18 Aralık 2012 Salı

İMECE FASLI: Misafirimiz YAĞMUR TUNALI


Küçük Başa Büyük Yük

        O sevdâ

Çeşmini gördüm unuttum derdi de dermânıda (*)
Şeyh Gâlib

14 yaşında bir yeni yetmeydim. Yıl, 1969’du. Başımda kavak yelleri esmeliydi, esiyordu da. Bir Hocamın kızını seviyordum. Şiire de o aşkın dayanılmaz itişiyle başlamıştım. Yatılı okuyordum. Koğuşların, 30-40 kişilik olanları lüks sayılırdı. Yanlış hatırlamıyorsam, birbirine neredeyse bitişik nizam 60 ranzalı 120 kişilik bir koğuşa düşmüştüm.
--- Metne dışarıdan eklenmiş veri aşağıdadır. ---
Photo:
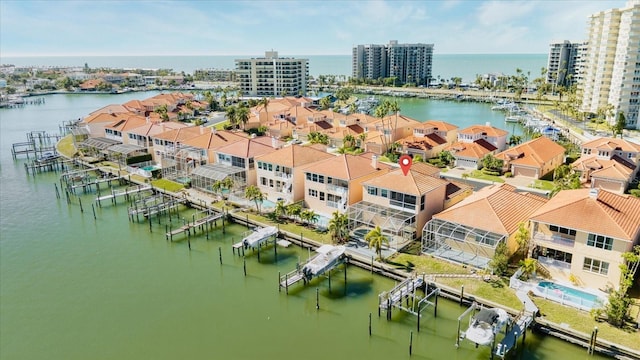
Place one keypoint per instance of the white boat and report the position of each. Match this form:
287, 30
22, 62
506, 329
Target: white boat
485, 325
255, 238
327, 257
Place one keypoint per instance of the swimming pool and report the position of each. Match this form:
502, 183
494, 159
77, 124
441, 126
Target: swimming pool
568, 295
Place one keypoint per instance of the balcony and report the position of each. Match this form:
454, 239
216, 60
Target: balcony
542, 238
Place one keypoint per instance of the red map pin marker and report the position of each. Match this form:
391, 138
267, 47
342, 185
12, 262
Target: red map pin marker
405, 163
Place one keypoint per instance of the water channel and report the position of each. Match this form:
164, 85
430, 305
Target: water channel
75, 287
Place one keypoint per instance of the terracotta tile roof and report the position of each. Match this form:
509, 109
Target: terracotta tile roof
426, 142
469, 150
437, 125
346, 167
213, 140
604, 168
607, 214
294, 155
495, 208
612, 144
479, 129
536, 152
419, 180
248, 148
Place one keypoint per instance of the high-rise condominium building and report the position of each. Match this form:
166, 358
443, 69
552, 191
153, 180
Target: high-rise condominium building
408, 63
272, 75
563, 65
612, 63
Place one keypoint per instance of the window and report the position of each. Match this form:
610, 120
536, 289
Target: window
600, 241
562, 230
596, 266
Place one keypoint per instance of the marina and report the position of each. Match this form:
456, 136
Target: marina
145, 287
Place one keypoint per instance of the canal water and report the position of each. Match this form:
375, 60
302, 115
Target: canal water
75, 287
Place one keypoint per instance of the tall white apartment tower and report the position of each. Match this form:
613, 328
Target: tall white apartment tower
408, 63
612, 63
563, 65
272, 75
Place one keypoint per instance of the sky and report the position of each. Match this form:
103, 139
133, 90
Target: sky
291, 27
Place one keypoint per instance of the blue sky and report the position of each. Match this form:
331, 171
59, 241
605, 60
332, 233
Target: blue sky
70, 28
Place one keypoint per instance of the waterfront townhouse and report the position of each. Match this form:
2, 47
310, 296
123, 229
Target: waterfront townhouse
429, 139
469, 231
280, 174
399, 204
335, 183
579, 235
475, 142
98, 120
608, 163
534, 158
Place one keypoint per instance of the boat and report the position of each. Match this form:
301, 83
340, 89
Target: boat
258, 236
327, 257
485, 325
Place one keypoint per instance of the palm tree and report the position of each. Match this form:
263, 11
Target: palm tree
280, 210
231, 115
253, 193
338, 226
309, 216
242, 115
375, 238
294, 210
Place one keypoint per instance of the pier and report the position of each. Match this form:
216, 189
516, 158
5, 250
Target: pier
37, 144
195, 224
404, 297
328, 257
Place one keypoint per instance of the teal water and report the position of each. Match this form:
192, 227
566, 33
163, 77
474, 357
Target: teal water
72, 287
445, 66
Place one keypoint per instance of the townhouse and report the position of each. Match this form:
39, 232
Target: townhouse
534, 158
608, 163
400, 204
280, 174
335, 183
580, 235
470, 231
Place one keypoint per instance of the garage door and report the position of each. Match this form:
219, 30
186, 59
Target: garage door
528, 172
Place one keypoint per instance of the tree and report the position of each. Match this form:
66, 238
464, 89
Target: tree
376, 239
500, 261
621, 123
619, 301
309, 216
522, 237
253, 193
280, 210
338, 226
242, 115
528, 267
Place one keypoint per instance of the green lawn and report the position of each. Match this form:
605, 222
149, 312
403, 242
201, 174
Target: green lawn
167, 185
543, 185
477, 174
583, 322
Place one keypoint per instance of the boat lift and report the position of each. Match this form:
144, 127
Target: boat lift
514, 329
328, 257
413, 303
257, 239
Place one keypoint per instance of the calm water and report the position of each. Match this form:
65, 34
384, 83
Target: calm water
72, 287
445, 66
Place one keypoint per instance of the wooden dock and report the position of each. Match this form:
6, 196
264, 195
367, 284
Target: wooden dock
194, 225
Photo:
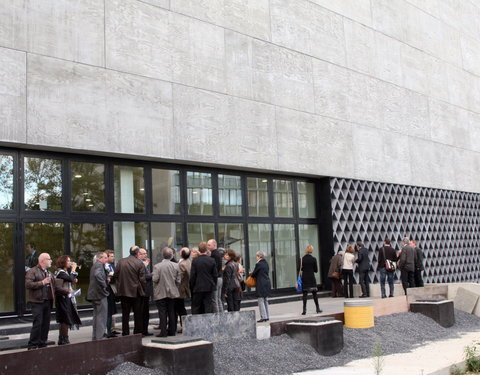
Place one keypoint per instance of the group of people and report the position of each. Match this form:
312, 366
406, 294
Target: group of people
207, 275
409, 260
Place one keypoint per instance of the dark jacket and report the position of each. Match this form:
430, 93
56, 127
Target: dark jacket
130, 277
407, 259
363, 260
97, 288
215, 254
37, 292
203, 275
309, 269
260, 273
390, 254
336, 264
419, 259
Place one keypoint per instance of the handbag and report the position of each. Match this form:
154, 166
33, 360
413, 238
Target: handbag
390, 266
335, 275
299, 284
299, 279
251, 282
Sayım ve kontrollerden sonra, hemen herkesin uykuya geçtiği saatlerde, sessizce kalkar ve ışıkların yanmasının kimseye zarar vermeyeceği banyolar bölümüne geçer ve orada şiirlerimi yazardım. Mütâlaa saatlerinde de şiirle uğraşırdım. Gâlibâ dersi dinlemekle yeterli notu alabilecek şanslı öğrenciler grubundandım. Bâzı derslerde bile elimde kalem, durmadan kâğıda bir şeyler yazardım.

Ama, geceler başkaydı. Hemen her gece, herkesin derin uykuda olduğu saatlerde, uyutamadığım iç yangınıyla ayaktaydım.

Kayseri’nin amansız kışı, titremelerimi artırıyordu. Çelimsiz, ufak-tefek bir çocuktum. , Günlerden bir gün, bu kışın dondurucu ayazını içime çeke çeke Düvenönü’ne doğru yürüyordum. Aslında,“gâlibâ” diye cümleye başlayacak kadar hayal-meyal bir görüntüden bahsediyorum. Kavuncu Bulvarı’nın Düvenönü kavşağında Sivas Oteli vardı. Bizim Yahyalı otobüslerinin garajı da oradaydı.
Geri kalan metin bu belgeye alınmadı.